J’ai personnellement travaillé, pendant une dizaine d’années, à l’entretien d’espaces verts et j’ai presque toujours tout fait à la faux. Ce travail a toujours été réalisé dans les mêmes délais qu’avec le fauchage mécanique. Mon employeur ne s’est jamais plaint car celui qui maîtrise bien la technique va aussi vite manuellement que mécaniquement. La fréquence des fauchages dépend évidemment de ce qu’on veut obtenir ; il est même possible de garder une pelouse très courte simplement à l’aide d’une faux ! Cela ne pose aucun problème de la maintenir au ras du sol, en passant chaque semaine… A condition que la faux soit parfaitement affûtée. Les pelouses sont une invention de riches qu’on ne trouvait pratiquement qu’autour des châteaux ; elles étaient entretenues, avant la mécanisation, par des jardiniers qui utilisaient des faux. Les gazons anglais n’ont évidemment pas attendu les tondeuses pour exister… Tout cela ne pose donc pas de difficultés, une fois qu’on a compris la nécessité de bien battre le tranchant. La faux passe alors sur l’herbe comme un rasoir et un tel travail permet sans doute d’être plus attentif à ce qu’on fait, de mieux repérer pour l’éviter la belle orchidée qui pousse dans un coin. La faux permet sans doute aussi d’épargner plus de grenouilles et d’orvets que le travail à la débroussailleuse. Mais si de tels drames sont plus rares, cela tient peut-être surtout à l’état d’esprit de celui qui manie l’outil… Ne reproche-t-on pas aux « robots » qui vont et viennent en continu de causer de gros dégâts à la faune des pelouses, même s’il n’y a sans doute plus grand monde qui habite encore ces vastes étendues ultra-raccourcies ? Mais est-il vraiment nécessaire d’avoir une pelouse qui ressemble à de la moquette, même si on désire conserver un endroit pour permettre aux enfants de jouer, ou pour s’asseoir au soleil ? Une telle réflexion bien sûr, d’ordre plus culturel, n’est évidemment pas directement liée à l’outil et on doit l’avoir aussi si on opte pour l’entretien mécanique.
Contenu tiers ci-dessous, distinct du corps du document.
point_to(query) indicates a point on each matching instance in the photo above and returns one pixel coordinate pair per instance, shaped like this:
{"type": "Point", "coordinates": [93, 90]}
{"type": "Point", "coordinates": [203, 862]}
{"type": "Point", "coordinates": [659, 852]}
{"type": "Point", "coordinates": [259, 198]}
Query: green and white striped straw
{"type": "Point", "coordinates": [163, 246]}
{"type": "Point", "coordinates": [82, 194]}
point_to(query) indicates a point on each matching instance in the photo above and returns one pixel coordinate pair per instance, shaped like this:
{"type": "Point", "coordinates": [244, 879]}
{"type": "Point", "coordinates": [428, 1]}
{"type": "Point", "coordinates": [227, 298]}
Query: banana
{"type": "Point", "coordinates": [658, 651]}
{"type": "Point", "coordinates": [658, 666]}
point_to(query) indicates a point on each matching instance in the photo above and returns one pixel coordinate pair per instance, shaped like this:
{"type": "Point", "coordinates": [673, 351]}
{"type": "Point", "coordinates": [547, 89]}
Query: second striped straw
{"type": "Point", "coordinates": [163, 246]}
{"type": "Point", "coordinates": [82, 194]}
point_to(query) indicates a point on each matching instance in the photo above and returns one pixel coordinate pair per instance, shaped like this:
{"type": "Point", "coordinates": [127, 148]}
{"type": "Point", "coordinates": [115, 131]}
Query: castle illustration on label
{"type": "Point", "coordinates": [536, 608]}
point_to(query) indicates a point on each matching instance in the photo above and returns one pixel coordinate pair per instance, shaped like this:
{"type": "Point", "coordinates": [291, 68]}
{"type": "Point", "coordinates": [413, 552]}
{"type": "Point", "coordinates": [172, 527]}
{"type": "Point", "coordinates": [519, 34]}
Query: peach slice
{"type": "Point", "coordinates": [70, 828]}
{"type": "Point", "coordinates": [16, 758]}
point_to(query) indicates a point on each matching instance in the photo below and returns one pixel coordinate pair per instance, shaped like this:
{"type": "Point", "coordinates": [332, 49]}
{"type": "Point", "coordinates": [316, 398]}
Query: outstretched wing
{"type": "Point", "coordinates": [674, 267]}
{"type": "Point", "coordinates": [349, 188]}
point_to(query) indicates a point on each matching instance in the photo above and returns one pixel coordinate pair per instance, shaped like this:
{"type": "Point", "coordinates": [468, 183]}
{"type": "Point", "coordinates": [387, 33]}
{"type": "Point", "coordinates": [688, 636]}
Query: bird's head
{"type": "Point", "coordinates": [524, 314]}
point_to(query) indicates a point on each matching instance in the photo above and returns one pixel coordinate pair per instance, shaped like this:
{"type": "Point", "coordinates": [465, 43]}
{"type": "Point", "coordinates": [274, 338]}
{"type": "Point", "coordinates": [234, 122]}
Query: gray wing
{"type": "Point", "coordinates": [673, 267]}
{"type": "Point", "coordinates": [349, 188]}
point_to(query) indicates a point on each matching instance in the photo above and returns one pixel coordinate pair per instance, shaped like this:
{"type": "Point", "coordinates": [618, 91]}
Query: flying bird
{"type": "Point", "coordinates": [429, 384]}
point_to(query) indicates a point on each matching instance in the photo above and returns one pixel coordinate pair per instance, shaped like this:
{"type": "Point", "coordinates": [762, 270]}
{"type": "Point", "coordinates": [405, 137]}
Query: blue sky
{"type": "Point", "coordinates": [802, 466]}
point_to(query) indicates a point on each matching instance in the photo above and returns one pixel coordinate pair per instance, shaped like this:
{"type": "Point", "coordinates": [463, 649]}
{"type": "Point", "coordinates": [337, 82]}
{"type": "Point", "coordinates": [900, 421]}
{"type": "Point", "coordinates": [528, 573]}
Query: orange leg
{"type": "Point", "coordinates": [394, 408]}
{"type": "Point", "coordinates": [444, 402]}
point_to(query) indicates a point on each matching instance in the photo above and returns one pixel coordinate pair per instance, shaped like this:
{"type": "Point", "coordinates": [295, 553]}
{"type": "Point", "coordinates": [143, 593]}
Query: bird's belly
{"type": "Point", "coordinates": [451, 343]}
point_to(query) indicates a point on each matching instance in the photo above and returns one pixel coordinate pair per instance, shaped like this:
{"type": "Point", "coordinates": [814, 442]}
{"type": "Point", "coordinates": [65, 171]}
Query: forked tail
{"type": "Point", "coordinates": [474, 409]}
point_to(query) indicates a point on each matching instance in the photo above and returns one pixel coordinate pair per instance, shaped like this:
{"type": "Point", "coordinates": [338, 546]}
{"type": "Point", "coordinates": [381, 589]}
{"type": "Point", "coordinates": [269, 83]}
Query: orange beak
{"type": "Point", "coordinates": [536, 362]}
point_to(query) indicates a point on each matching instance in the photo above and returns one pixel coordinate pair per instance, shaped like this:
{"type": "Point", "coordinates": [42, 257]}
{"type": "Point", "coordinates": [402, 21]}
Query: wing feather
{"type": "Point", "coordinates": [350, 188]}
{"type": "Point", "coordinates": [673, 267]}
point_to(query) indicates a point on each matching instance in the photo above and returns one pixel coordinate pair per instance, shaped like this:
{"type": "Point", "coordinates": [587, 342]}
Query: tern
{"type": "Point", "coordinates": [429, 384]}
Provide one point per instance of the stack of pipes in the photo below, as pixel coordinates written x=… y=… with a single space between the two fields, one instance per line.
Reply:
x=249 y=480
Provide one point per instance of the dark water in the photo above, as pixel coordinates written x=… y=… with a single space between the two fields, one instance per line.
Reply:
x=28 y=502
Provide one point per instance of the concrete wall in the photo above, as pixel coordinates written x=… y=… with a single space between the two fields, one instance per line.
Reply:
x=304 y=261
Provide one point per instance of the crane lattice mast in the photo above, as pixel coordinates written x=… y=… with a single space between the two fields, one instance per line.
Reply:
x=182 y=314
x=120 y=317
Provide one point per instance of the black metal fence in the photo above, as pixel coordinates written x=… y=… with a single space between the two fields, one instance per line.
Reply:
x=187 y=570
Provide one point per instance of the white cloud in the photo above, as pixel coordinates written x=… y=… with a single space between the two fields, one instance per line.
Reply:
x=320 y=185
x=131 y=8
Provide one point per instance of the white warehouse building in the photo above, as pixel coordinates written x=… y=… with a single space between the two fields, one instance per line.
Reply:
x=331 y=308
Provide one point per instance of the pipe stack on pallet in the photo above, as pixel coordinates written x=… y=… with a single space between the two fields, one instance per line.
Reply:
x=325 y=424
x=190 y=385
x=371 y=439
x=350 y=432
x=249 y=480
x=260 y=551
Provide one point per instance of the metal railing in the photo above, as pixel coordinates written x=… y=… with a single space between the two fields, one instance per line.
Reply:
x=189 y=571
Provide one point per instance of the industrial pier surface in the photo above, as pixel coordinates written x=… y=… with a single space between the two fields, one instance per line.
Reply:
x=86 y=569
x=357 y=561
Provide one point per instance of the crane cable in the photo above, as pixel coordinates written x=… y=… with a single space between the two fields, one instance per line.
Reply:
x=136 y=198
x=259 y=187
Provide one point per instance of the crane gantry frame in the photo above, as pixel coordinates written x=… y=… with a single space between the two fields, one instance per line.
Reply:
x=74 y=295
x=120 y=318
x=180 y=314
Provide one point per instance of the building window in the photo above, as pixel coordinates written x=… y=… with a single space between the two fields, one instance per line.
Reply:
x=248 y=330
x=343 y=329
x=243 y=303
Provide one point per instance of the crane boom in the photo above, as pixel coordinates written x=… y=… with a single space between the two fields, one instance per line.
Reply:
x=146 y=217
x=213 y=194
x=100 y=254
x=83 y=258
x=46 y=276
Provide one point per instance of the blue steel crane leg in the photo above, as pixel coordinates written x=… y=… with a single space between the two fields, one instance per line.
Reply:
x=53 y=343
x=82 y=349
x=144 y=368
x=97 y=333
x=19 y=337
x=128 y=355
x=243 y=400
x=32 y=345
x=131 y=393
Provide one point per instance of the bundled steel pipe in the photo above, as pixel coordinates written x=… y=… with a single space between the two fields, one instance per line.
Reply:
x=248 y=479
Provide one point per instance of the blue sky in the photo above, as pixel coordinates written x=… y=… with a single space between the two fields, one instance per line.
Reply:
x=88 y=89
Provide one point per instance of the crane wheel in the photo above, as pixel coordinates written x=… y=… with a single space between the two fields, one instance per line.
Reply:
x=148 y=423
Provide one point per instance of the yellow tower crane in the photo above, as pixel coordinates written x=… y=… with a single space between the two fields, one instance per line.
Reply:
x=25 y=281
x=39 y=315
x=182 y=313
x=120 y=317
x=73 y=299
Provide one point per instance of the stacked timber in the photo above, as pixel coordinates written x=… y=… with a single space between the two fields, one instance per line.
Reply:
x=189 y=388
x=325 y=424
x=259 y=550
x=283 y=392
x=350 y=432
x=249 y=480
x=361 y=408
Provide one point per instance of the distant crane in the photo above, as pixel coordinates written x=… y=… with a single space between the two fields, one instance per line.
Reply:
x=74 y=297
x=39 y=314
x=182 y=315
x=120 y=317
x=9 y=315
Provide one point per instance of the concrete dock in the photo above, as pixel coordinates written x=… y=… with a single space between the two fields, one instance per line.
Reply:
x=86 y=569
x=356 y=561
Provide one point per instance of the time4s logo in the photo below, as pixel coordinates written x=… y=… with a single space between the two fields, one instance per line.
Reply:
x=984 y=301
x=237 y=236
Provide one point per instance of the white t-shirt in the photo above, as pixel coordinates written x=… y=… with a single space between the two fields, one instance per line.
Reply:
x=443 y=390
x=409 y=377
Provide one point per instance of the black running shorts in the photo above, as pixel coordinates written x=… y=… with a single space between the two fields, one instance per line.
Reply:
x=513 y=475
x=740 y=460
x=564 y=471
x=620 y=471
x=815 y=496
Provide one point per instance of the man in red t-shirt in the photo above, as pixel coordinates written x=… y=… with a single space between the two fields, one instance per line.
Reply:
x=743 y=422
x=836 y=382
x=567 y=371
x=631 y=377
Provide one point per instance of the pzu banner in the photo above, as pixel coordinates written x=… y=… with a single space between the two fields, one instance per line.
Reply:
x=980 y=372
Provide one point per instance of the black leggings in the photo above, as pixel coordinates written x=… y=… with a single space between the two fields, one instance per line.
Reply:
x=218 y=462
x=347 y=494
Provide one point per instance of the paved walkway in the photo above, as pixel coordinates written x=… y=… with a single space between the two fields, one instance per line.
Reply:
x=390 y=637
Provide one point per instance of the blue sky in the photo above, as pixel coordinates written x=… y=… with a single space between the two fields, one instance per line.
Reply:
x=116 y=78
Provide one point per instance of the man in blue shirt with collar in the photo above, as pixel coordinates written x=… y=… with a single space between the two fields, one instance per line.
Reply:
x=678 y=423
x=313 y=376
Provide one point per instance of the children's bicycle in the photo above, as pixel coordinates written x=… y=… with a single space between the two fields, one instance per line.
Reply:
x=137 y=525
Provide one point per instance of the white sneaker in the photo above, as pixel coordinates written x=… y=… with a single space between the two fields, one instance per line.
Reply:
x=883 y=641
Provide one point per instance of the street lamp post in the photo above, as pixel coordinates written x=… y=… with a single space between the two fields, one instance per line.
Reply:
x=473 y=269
Mais que le jardin idéal soit celui où rien ne vit est évidemment une conception des plus critiquables. N’est-il pas préférable de multiplier les lieux de vie et les habitats au jardin, surtout dès le moment où on choisit d’y implanter également un potager ? »

Le souci de l'écologie

« Au début de ma vie professionnelle, avoue Peter, je travaillais alternativement à la faux et à la débroussailleuse car j’estimais que celle-ci convenait mieux à certains endroits, par exemple, qui n’avaient plus été entretenus depuis plusieurs années. On y trouvait parfois des ronces aussi grosses que mon pouce… Petit à petit, j’en suis venu à ne plus la démarrer que très rarement. Je travaille maintenant à un rythme tout-à-fait acceptable, au fauchon pour le débroussaillage des tiges dures, des ronces, etc. En s’approchant progressivement du sol, la plupart des obstacles sont faciles à repérer. Et le fauchon étant assez épais, même un petit coup accidentel sur un obstacle n’est pas trop grave pour l’outil… La pratique développe la sensibilité de celui qui le manie, ce qui réduit les dégâts à peu de choses. Beaucoup de force et d’enthousiasme, mais trop peu de technique, augmentent au contraire le risque d’abimer le matériel… Pour les zones herbeuses, il faut choisir la faux car l’approche est différente pour le fauchage de l’herbe. La lame se pose alors directement sur le sol et reste en contact avec lui pendant tout le mouvement.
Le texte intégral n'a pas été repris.